If you’re having trouble getting this output, first try typing py my-script.py or python3 my-script.py instead. If it’s still not working, Google your questions or explain your problem to a chatbot like ChatGPT and ask it to walk you through the steps. Chatbots are very good at solving these kinds of problems, but remember to always make sure you understand what they’re telling you.

The Python code we just ran, despite all the steps it took, is very simple. Usually, you’ll want your code to do more than just print out a statement. However, if you’re running .py scripts in the terminal, it can be hard to see what your code is doing. For example, you won’t be able to see a plot that you create in Python using just the command line.

In the following section, we’ll explain how you can use other tools and applications to code in a more interactive way.

How else can I run Python code?

Tools for writing code

When you write something in English or another language, you need to choose an “environment” (i.e., platform/interface/application) to write in. For example, if you’re writing an email, you might use Gmail or Outlook. If you’re writing a report, you might use Google Docs or Microsoft Word. Or maybe you prefer writing on parchment with a quill pen!

When coding, you also have to choose an environment to write in. This is typically called a “code editor” or integrated development environment (IDE). The simplest editor would simply be the notepad or text editor on your computer. But there are many IDEs to choose from that make coding much easier. Some of the most popular ones for Python are Visual Studio Code (“VS Code”) and PyCharm.

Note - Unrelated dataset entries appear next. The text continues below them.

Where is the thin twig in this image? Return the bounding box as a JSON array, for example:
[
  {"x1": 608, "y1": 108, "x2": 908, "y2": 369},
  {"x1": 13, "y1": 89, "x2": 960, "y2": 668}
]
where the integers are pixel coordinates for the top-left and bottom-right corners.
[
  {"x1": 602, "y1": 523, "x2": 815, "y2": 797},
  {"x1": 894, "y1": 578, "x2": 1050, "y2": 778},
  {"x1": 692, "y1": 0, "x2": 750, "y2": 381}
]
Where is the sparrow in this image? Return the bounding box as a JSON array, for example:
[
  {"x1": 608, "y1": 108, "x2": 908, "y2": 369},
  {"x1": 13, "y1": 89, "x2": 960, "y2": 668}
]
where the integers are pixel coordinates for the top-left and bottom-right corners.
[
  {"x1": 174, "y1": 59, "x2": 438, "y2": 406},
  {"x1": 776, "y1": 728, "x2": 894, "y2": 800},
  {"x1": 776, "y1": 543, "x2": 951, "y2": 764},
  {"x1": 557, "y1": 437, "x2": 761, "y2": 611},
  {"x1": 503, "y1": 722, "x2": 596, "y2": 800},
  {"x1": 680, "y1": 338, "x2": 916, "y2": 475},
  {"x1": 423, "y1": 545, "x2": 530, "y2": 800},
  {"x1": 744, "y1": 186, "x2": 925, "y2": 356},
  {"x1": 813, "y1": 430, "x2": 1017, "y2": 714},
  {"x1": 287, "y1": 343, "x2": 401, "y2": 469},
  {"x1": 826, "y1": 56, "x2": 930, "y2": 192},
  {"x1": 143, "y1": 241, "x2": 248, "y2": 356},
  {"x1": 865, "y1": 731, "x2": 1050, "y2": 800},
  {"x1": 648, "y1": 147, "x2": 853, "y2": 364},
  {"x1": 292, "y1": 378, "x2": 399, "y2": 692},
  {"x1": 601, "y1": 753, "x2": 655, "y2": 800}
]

A main benefit for using a code editor is that it highlights different parts of your code in different colours or styles, making it much easier to read.

Screenshot of part of a Python script in VS Code

Computational notebooks

There are many different ways to execute code, or tell the computer to perform the instructions you’ve written. If you write your code in a file that’s saved with the .py file extension, you can run it all at once, and the computer will follow all of your instructions, one line at a time. This works well for scripts that are complete and do not need to be run in separate chunks.

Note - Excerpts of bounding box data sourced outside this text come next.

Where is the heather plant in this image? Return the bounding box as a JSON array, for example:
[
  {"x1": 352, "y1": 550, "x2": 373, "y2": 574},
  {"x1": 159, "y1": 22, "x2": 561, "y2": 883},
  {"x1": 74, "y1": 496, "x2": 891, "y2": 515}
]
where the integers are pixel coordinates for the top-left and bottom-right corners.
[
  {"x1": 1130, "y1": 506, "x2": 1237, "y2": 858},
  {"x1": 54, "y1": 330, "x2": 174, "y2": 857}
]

If you are exploring, analyzing, or visualizing data, it is sometimes easier to work in a computational notebook. Computational notebooks are coding environments that not only allow you to write code, but also let you write explanations and show the outputs of your analysis, very similar to pre-digital formats.

Jupyter Notebooks (named after Galileo’s work!) are often used for data analysis in Python. When using a Jupyter Notebook, you can run code chunk-by-chunk and see the output right below each chunk. For example, you can write a chunk of code that manipulates a dataframe and then look at the first few rows of the dataframe right below the code. The page you are reading now was written in a Jupyter notebook! :)

Example of a Jupyter notebook that creates a map

While you can choose to work with code editors like Sublime Text or notebooks via Jupyter Lab (a web-based environment for Jupyter Notebooks), we recommend using Jupyter Notebooks in VS Code via the Jupyter Notebook “extension”. In other words, you’re using a Jupyter Notebook format (which has the .ipynb file extension, just like how basic Python scripts have the .py extension) in the VS Code IDE. We’ll discuss this in the next sections.

VS Code + Python

Let’s start by running your simple .py file in VS Code, just to show you how that works, and then afterwards we’ll move on to using a Jupyter Notebook instead.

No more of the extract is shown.